Emily knew she must fight, and did not know how. Half of her wanted to respond with a storm of loud crying, to drown this gentle concerned voice with rude noise. Half of her knew, without those words, that that way was disaster, was capitulation, was the acceptance of this last, premature judgment. She said, “If I don’t talk, if I just go on, I think I may be all right, I think.”
“You do not seem to be all right, Emily.”

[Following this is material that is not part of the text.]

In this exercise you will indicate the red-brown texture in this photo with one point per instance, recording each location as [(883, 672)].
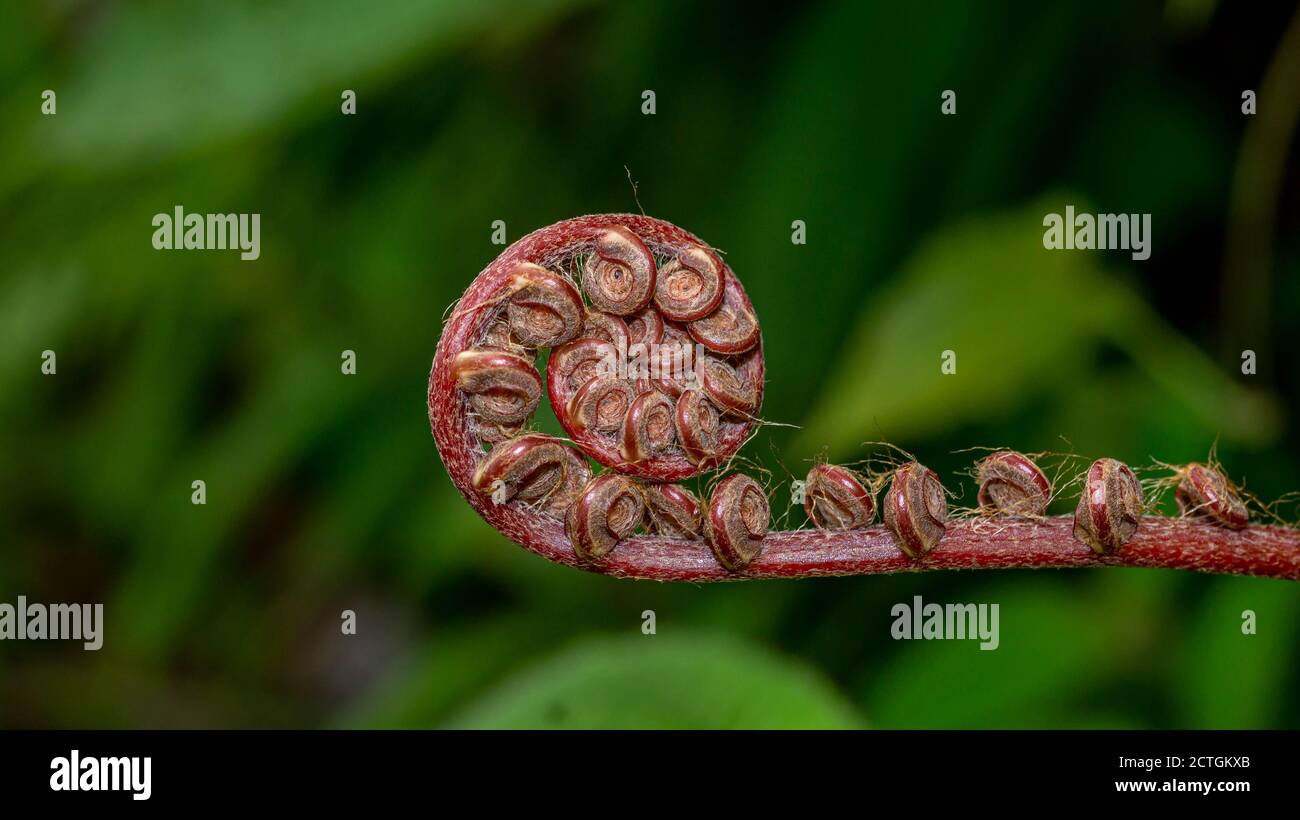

Emily began to feel faint and dizzy as though the mothballs were indeed anaesthetic. She concentrated on the area below the judging face: the little knots and gaps in the crochet work, which lay sluggish and inexact, as crochet, even the best, always will, asymmetrical daisies bordered with little twisted cords. Little twisted cords of the soft thick cotton were tied at Miss Crichton-Walker’s neck, in a constricting little bow that gathered and flounced the work and then hung down in two limp strands, each nearly knotted at its end. Where was Racine, where was the saving thread of reasoned discourse, where the Reader’s dry air? The blinds bellied and swayed slightly. A tapestry of lines of verse like musical notation ran through Emily’s imagination as though on an endless rolling scroll, the orderly repetitious screen of the alexandrine somehow visually mapped by the patterning of Aunt Florrie’s exquisite drawn-thread work, little cornsheaves of threads interspersed by cut openings, tied by minute stitches, a lattice, a trellis.